In 3e if you don't have a trapfinding rogue you use certain magics to get around traps (fly over pits, neutralize poison to get around poison, heal the damage taken, clerical find traps will not help you) or you take the effects of the traps and soldier on (the barbarian trap finder method).
In 4e if you don't have a rogue or someone with thievery do you have more options than in 3e?
You are equating things that are not remotely the same. 3E requires a Rogue. 4E requires a character trained in the Thievery skill. Those are very different things. Sure, it may be a bit harder to deal with traps in 4E if you don't have a character with the Thievery skill, but there are several classes that have it as a class skill, anyone can get trained in it at the cost of only one feat, and all uses of the Thievery skill can be done untrained barring DM fiat. Compare this to the following quote from the 3.5E SRD: "Rogues (and only rogues) can use the Search skill to find traps..". If you want to find and disarm traps in 3E, you need a Rogue, but literally anyone in 4E can do the same with just a few skills.

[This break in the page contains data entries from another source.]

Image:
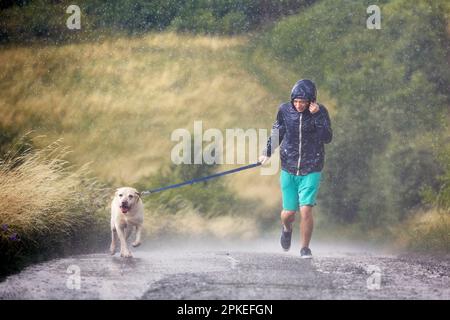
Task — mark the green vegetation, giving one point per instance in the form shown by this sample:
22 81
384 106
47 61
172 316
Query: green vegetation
46 19
390 91
49 208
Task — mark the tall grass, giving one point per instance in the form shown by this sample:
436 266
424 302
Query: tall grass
119 100
427 231
49 207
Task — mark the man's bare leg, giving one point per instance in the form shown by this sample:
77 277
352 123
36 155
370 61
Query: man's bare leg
306 225
287 218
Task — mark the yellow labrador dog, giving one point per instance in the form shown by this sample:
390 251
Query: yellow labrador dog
127 211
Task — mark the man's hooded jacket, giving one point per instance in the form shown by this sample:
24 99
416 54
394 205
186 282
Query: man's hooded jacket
302 135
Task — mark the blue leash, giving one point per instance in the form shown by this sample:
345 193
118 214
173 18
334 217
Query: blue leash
146 192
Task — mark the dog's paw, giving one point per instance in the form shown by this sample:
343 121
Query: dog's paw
126 254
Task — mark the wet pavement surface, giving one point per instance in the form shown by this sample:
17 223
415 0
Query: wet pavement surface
241 271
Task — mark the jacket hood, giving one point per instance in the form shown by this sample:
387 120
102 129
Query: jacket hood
304 89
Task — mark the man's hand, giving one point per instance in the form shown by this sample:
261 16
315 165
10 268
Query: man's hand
313 107
263 159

This brings up a point regarding Clerics and Leaders. Sure, a 4E team needs a Leader about as much as a 3E team needs a Cleric (it may not be strictly necessary, but it really, really helps), but a Cleric and a Leader are not equivalent to each other. In 3E, you really need either a Cleric or one of the few other full Divine casting classes (which all strongly resemble the Cleric), but in 4E you only need a class that fills the Leader Role, which is a broad category of classes of which many are very different from the Cleric. In 3E, the more a class with healing magic is different from the Cleric, the less effective of a healer it is, but all 4E Leaders have a solid baseline of healing capability.
I honestly don't care whether you call these things requirements or guidelines, but there is a massive difference in how limiting they are. 3E requires or strongly recommends specific classes, and 4E only really asks that you have one character's class be chosen from a reasonably large list and that at least one character has the Ritual Casting ability. That is the central point.